Judiciary

Insurance case is ‘but a speck in the recesses of interstellar space,’ high-profile appeals judge writes

Law professor (and future federal judge) J. Harvie Wilkinson III listens during his testimony on Capitol Hill in Washington, D.C., in August 1994. (Photo by Cynthia Johnson/Getty Images)

In a span of less than a week, a conservative federal appeals judge has written two opinions that are getting attention—for taking a tough stand against the mistaken deportation of an immigrant in one case and for waxing philosophical in another case.

In an April 17 opinion, Judge J. Harvie Wilkinson III took the Trump administration to task for “asserting a right to stash away residents of this country in foreign prisons without the semblance of due process.”

Wilkinson wrote the “blistering” opinion for the 4th U.S. Circuit Court of Appeals at Richmond, Virginia, in the case of Kilmar Armando Abrego Garcia of Maryland, according to the New York Times.

Abrego Garcia was deported to a prison in El Salvador in Central America because of an “administrative error.” The case is Abrego Garcia v. Noem.

Now, Wilkinson is getting attention once again for an April 23 opinion in an insurance dispute involving a man on a lawn mower struck and killed by an underinsured motorist, according to Above the Law and the Judicial Notice newsletter at Original Jurisdiction.

The 4th Circuit held that the man’s estate was entitled to $150,000 under the plain terms of the man’s underinsured motorist coverage—and nothing more.

Wilkinson engaged in “existential, metaphysical musings” at the end of his opinion, according to Judicial Notice.

Here is what Wilkinson wrote: “What after all does it matter? A single, seemingly ordinary, rather technical insurance case. One among the many hundreds of rulings judges make each year.

“What does it matter? A case but a speck in the recesses of interstellar space and in the four-plus billion years since our solar system’s birth. What does it matter, this case deserted by both space and time?

“To be human is to live in the here and now. This small case extracts courageous meaning from the vast impersonality in which it resides. Its immediacy confounds infinity; its passions light the dark. We have given it our best; the litigants have given it their best. The trial court has done the same. We do not overlook for a moment the tragic passing of the insured but neither can we ignore the contract under South Carolina law that defines the insurer’s obligation.”

The insurance case is Owners Insurance Co. v. Walsh.

Wilkinson, 80, was appointed to the 4th Circuit by former President Ronald Reagan, the New York Times reports in a story about his background. He is the “son of a patrician Virginia banker,” an Army veteran and a law grad of the University of Virginia.
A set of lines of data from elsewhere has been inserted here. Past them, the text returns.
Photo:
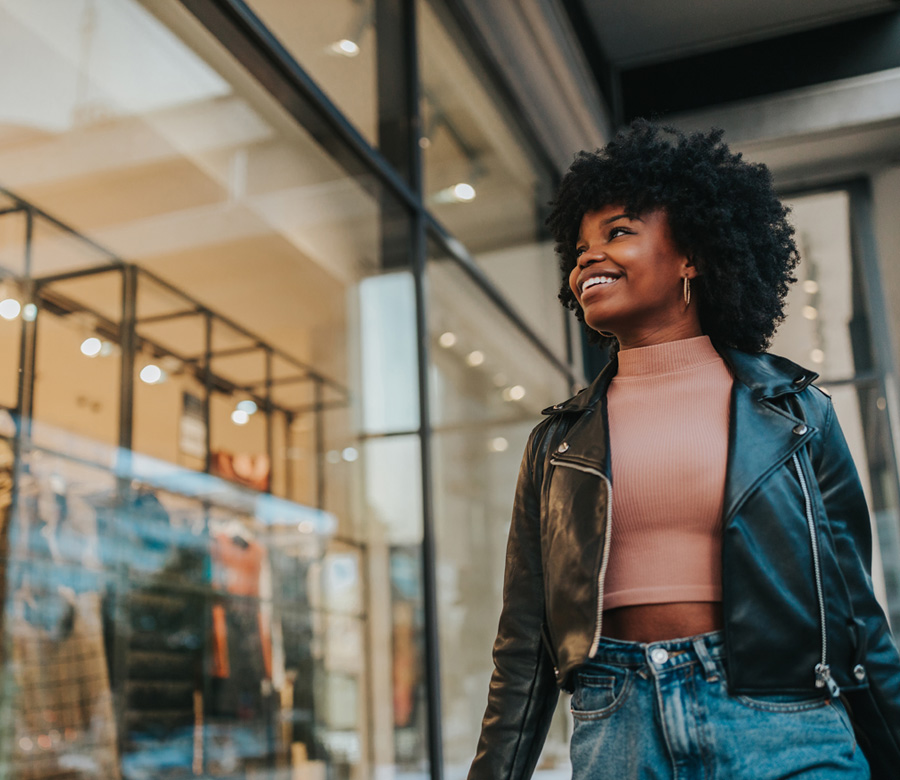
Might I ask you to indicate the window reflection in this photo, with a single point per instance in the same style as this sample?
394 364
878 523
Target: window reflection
202 575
He delayed his legal education after one year to unsuccessfully run for Congress in 1970 as a Republican. After law school, he worked as a law professor and in the U.S. Department of Justice.

On the bench, the New York Times reports, Wilkinson has “a long track record of conservative rulings under his belt, having criticized rulings establishing abortion rights while writing approvingly of a broad conception of presidential power.”